I will tell you more about the story as it develops, but I am excited about it. I want to eventually publish it. It should be ready just in time for all the events in the book to have happened (some take place in 2011). We will see.

I’ve never read many of the current favorites of the genre–the Shopaholics books, the ones with Sweet Potato in the title–which all appear to be serials, but I’m sure I’ll get around to it. What I hope to find in them, as I hope can be found in my own work, is good/great writing, fun & laughter, character growth, an emphasis on female friendship, expansion on what it means to be a woman from one woman’s existence, and a way to create a dialogue about something larger than shoes & purses.

What’s your NaNoWriMo novel about? What are you hoping your book would add to the genre if published? What great book inspired your love of the genre?

P.S. Love the clinical word for compulsive liars: Pseudologia Fantastica–sounds sexy! 😀

Your Introductory Course to Me

Misery (novel)

Image via Wikipedia

“Hello there,” you say, staring at the back of my head, angling your neck to try and get a better view of my face. I see you clearly reflected in the window in front of me. “I thought that was you!”

You appear delighted to see me, but I have no idea why. I’ve been dodging you for days, turning into alleys and crossing the street without thought to danger or destination whenever I saw your beige trenchcoat and stylized bedhead hair.

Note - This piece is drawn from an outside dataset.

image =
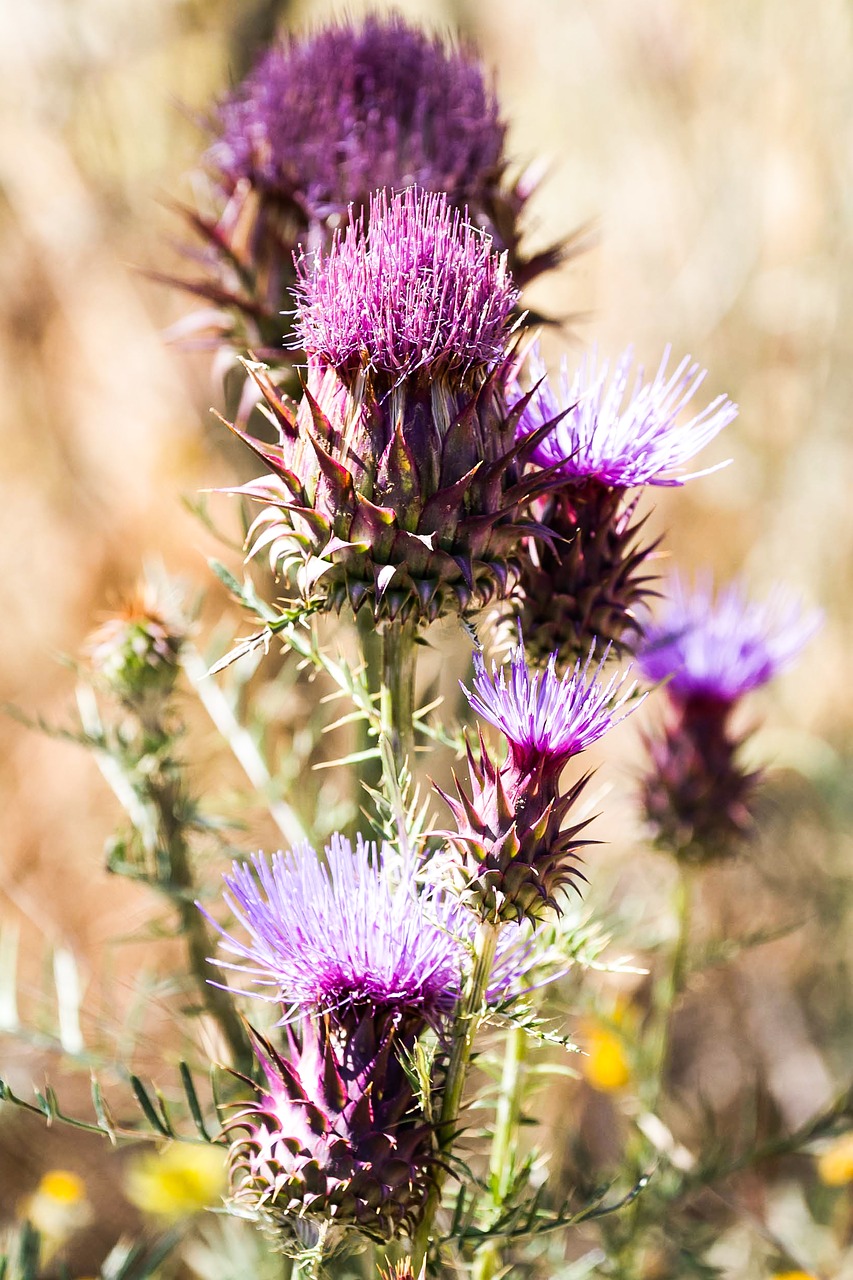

I’ve been waiting for you to catch me, turn your head faster than I can duck out of sight and raise a casual hand of greeting. I thought you had once, but you were signally a taxi. It made my heart race to almost be caught, just as it’s beating now…

I turn and extend a hand, one corner of my mouth upturned, the other a straight slash…

***

All of the above is fiction. I don’t make a habit of dodging people, but I am not a fan of introducing myself either. I usually don’t spend much time doing so (as my other blogs will attest). I usually just jump right in with wherever I am and catch you up as we go along. So, without further ado my life right now:

  • I am participating in NaNoWriMo; in other words, I am a nutcase. I still don’t know why I signed up for it. This is my first time attempting it, and I am well below the total I’m supposed to have at this point. More on this later.
  • Oh, and my NaNoWriMo novel is my first attempt at Chick Lit. Oh, boy, will you hear more on that later.
  • I am reading The Secret History by Donna Tartt. It’s a well written book. I found it a little slow at first, but I’m beginning to see her genius. I usually read on my lunch break from work (I work for a company and do stuff–I’m sorry; that was deliberately vague). So far, on said lunch break, I’ve read Stephen King‘s Misery, Carrie, & It, along with a litany of Harlequin romance novels; I am now attempting to be more literary.
  • I’m moving in two weeks time, which only adds to the fun of working, reading, and writing–with packing!
  •  I think this is one of the coolest blog names ever!
  • There are a million and one things to do to this blog–I hope you stay around long enough to see me at my best
  • Yes, I realize I spelled “copyright” wrong; that was intentional.
  • This blog, at the moment, will be about me as a writer, reader, and literary thinker. However, due to chronic random-itis, I may digress into random observations that have nothing to do with any of the aforementioned things.
  •  Does anyone else feel like Paul Sheldon in Misery sometimes?–Not that some crazed fan is breaking your legs and holding you hostage, but that writing, while slow at first, sort of becomes a rabbit hole for you, to get away from all the pressure and stress of the everyday? I also feel like writing is something I can’t afford to not do–albeit for a different reason.

Enough of my rambling. Welcome. Kick of your shoes and stay a while. Pardon the mess.